Kristal led a series of increasingly desperate rearguard actions against the club's eviction from its building. It was at one of these, a benefit featuring the Willowz and Ted Leo, that I first experienced the venue. Indeed it was just this morning that I was listening to the Willowz and reflecting that it was only during these last-gasp performances that he regained his knack for booking exciting bands.
I've hated on the venue before, and it would be grossly uncharitable for me to rehash these arguments at this moment. Still, it's worth reflecting again on the sentimentality and love that the venue, indeed the whole late seventies punk scene in New York engendered.
I don't quite know why this is, since by the time I moved to the city its music cognoscenti had become remarkably indifferent to the loss of music venues. I suspect that CBGBs, and punk music in general, exploited a time when cultural bottlenecks in the city were the most pronounced that they ever had been.
This isn't quite true, since CBGB was not the only game in town. Max Kansas City, now occupied by my office's nearest deli, was another stallwart. But Kristal seemed to take more risks, which suggests that finding shitey venues to play unpolished music was much harder then than it is now.

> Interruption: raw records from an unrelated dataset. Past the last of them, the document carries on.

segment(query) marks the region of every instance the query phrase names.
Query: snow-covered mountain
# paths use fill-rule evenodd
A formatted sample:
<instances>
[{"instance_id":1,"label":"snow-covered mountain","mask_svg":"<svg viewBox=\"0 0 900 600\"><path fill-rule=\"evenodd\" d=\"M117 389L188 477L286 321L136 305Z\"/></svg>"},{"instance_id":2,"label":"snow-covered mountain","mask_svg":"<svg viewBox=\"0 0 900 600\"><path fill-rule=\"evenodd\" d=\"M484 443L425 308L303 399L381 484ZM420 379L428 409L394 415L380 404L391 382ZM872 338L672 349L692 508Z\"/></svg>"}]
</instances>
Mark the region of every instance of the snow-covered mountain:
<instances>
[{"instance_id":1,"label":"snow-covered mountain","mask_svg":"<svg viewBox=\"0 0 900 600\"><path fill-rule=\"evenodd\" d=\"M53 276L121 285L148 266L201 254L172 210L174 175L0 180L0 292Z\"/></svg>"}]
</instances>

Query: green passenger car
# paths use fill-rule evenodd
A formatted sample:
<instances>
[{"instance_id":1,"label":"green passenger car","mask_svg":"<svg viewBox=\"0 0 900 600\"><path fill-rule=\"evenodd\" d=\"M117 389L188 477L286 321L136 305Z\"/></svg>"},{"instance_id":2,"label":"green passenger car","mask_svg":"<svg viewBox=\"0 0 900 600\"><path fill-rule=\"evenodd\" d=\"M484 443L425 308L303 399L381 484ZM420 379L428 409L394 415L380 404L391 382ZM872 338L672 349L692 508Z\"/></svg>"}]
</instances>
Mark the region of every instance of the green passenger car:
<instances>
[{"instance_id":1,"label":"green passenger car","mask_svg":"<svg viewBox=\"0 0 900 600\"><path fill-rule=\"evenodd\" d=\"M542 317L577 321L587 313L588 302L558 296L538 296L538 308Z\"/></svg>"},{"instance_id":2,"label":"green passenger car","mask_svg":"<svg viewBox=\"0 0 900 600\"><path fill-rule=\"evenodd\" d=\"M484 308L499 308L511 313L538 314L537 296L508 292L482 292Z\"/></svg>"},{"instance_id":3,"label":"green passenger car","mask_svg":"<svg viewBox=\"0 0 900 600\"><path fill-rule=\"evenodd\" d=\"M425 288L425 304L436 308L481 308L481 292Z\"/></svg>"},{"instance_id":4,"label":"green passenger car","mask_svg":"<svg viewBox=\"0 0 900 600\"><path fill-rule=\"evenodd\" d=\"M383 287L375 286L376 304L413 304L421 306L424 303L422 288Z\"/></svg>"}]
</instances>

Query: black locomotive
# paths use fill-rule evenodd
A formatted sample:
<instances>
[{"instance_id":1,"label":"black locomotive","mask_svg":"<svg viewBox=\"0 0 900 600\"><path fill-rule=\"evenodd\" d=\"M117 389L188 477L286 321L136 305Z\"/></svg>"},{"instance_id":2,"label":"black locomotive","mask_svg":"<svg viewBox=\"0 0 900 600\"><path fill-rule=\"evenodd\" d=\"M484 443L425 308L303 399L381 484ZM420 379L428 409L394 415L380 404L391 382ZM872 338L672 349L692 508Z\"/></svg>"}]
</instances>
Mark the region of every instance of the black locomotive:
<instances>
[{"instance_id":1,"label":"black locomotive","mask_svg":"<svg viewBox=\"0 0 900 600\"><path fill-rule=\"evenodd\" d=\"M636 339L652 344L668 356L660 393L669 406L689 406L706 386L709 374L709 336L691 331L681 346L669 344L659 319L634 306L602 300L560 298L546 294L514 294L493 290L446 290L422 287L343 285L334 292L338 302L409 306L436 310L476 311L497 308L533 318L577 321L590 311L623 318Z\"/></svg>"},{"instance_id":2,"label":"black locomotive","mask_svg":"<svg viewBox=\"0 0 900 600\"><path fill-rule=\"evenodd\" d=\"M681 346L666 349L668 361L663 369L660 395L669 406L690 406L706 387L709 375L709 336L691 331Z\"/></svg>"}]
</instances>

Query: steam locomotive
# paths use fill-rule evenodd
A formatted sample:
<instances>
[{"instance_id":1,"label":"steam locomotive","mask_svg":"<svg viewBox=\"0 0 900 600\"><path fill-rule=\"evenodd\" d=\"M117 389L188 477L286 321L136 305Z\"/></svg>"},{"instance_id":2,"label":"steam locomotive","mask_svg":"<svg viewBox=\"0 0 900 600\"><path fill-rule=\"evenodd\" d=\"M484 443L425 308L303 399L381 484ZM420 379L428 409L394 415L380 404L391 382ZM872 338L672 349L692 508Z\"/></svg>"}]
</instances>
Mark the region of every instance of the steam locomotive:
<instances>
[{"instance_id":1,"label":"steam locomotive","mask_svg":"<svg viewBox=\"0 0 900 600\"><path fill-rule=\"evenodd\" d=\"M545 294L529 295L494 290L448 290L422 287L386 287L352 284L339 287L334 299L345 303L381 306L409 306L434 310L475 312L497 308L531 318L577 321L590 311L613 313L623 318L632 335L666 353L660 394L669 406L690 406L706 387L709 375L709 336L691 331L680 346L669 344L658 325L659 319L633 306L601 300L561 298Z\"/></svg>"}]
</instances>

In a city where bands had an ever-expanding suite of options, it became harder for CBGBs to maintain a grip on the most exciting ones. Which meant that it became more of a home for fringe genres (hardcore, metal). Still, and I need to stress this right now, it made it possible for the US to hold its head high in underground music again, and that's worth almost anything.
[UPDATE: the Voice is reprinting Lenny Kaye's elegy for CBGB. It's reasonably close to my own sentiments, although I offer that not as recommendation. The article is just very good.]